# Prove using induction

1. Apr 25, 2010

### Jimmy84

1. The problem statement, all variables and given/known data
Prove using induction

1.) 1^3 + 2^3 + 3^3 + ... + n^3 = (1 + 2 + 3 + ... + n)^2

2.) 1^3 + 2^3 + ... + (n-1)^3 < (n^4)/4 < 1^3 + 2^3 + ... + n^2

2. Relevant equations

3. The attempt at a solution

I dont have a clue about how to start to do the problems can anyone help me ?

Thanks.

2. Apr 25, 2010

### hgfalling

When you don't know what to do, start by writing down what you know.

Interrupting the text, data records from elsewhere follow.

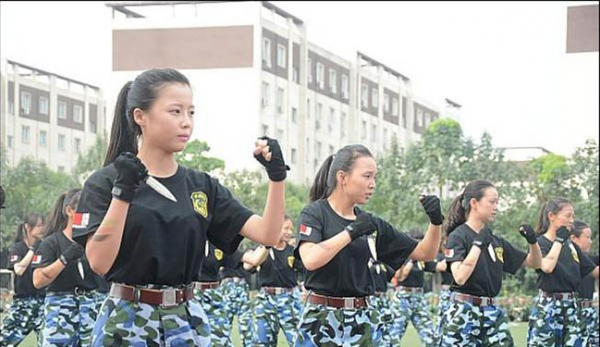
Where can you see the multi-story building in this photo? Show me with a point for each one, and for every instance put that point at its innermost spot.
(254, 72)
(48, 117)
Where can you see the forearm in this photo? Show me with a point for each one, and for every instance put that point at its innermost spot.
(316, 255)
(46, 275)
(463, 271)
(551, 259)
(21, 266)
(103, 246)
(428, 247)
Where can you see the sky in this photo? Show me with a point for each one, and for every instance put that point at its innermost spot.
(504, 62)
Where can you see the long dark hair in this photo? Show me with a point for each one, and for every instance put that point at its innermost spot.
(31, 219)
(58, 219)
(344, 159)
(554, 206)
(461, 207)
(140, 93)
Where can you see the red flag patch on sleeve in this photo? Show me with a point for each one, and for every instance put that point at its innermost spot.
(305, 230)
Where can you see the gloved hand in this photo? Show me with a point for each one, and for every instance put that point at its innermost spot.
(362, 225)
(74, 252)
(562, 235)
(431, 204)
(276, 167)
(484, 238)
(528, 233)
(130, 172)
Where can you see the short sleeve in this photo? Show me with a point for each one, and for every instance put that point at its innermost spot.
(393, 247)
(229, 216)
(513, 257)
(456, 248)
(93, 204)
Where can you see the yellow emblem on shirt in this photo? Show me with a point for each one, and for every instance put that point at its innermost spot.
(499, 253)
(200, 203)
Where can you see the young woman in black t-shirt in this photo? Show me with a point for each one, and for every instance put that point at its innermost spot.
(477, 259)
(26, 311)
(555, 318)
(336, 240)
(151, 248)
(61, 267)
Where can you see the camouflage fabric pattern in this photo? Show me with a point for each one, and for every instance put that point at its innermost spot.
(274, 312)
(382, 305)
(215, 308)
(69, 319)
(467, 325)
(23, 316)
(125, 323)
(554, 323)
(411, 307)
(590, 328)
(325, 326)
(238, 303)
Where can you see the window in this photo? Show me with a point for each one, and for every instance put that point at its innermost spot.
(43, 105)
(364, 95)
(332, 81)
(265, 95)
(293, 155)
(345, 88)
(280, 96)
(62, 110)
(374, 97)
(25, 133)
(294, 115)
(78, 114)
(386, 102)
(321, 75)
(61, 142)
(266, 52)
(77, 145)
(25, 102)
(43, 140)
(281, 61)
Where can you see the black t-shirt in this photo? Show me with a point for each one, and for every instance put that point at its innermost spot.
(279, 269)
(572, 266)
(347, 273)
(382, 274)
(163, 241)
(23, 284)
(486, 278)
(415, 278)
(446, 275)
(70, 277)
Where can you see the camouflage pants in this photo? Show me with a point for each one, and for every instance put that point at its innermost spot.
(443, 307)
(238, 303)
(411, 307)
(589, 322)
(215, 307)
(466, 325)
(274, 312)
(69, 319)
(125, 323)
(23, 316)
(554, 323)
(325, 326)
(382, 305)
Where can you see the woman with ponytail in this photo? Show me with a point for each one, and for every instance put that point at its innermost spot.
(152, 248)
(337, 240)
(555, 319)
(60, 266)
(477, 260)
(26, 311)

How to prove a theorem by induction.

1) Prove a case (usually n=1 or something).
2) Prove that if your theorem is true for some value of n, it is true for n+1.

So start by proving the statements for n=1, or maybe n=3 since the second statement involves n-1.

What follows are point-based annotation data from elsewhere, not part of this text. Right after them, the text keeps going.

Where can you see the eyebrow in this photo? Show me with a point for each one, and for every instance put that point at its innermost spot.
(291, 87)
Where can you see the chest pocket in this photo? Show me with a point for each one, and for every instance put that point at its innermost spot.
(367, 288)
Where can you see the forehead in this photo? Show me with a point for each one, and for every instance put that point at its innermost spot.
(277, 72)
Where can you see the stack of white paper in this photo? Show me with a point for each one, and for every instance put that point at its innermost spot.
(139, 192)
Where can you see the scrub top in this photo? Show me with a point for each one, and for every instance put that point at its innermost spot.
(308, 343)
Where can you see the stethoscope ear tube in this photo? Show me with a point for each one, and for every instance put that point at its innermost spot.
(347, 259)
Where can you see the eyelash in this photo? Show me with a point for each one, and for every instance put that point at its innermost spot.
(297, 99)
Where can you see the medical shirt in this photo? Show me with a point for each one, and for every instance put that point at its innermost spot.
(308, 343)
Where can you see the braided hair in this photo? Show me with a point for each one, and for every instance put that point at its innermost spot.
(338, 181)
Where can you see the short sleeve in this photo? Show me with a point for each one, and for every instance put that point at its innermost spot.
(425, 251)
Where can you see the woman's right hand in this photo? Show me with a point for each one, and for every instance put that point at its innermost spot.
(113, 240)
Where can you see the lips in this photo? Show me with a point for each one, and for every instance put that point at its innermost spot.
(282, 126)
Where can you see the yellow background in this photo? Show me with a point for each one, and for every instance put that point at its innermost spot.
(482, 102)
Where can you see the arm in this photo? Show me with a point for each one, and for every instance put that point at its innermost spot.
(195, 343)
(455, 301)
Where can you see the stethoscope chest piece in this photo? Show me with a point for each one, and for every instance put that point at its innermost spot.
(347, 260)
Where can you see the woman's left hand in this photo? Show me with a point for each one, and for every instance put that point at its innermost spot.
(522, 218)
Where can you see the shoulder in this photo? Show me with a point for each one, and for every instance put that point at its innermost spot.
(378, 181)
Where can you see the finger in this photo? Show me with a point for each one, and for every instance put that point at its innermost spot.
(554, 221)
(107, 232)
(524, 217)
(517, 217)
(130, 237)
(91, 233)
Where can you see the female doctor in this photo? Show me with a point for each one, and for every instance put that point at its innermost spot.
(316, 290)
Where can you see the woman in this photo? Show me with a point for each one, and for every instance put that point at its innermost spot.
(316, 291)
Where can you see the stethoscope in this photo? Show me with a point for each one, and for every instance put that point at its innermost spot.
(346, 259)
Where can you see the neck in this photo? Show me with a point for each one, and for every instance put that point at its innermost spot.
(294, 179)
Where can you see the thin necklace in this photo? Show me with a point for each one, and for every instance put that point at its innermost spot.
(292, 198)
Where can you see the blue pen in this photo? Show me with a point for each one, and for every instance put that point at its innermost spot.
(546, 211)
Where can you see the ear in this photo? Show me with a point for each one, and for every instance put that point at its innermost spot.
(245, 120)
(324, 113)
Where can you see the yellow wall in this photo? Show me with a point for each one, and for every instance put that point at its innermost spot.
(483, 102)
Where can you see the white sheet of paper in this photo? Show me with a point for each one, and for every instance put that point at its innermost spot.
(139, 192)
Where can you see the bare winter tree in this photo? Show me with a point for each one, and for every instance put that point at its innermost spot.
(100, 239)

Then prove that IF it's true for n, it's true for n+1.

3. Apr 25, 2010

### lanedance

do you understand the inductive process?

First show its true for a particular n, usually n=1
Then asumes it true for n, see if you can show it is then true for n+1 based on that fact

Then it is true for all n greater than 1 (or whatever value you started at)

4. Apr 25, 2010

### wisvuze

I've done the first question before, it isn't that easy (unless you look it up what I'm going to post below).
It's related to these numbers (n^3) : (cubic numbers)
1^2 = 1
2^3 = 8 = 3 + 5
3^3 = 7 + 8 + 9
4^3 = 11 + 13 + 15 + 17
.. et c
generalize and these results and prove the generalization, then you may use it for 1^3 + ... + n^3 = (1+2+..+n)^2.

this may help you: 1 + 3 + ... + 2(n) - 1 = n^2
good luck

5. Apr 26, 2010

### lanedance

as i think wisvuze is implying you may need to use a few inductions (rather than just the single inductive step) to get the result - have a try & we'll step through it

6. Apr 26, 2010

### Jimmy84

Im familiar with having a single inductive step however the ones that use more step are more complicated.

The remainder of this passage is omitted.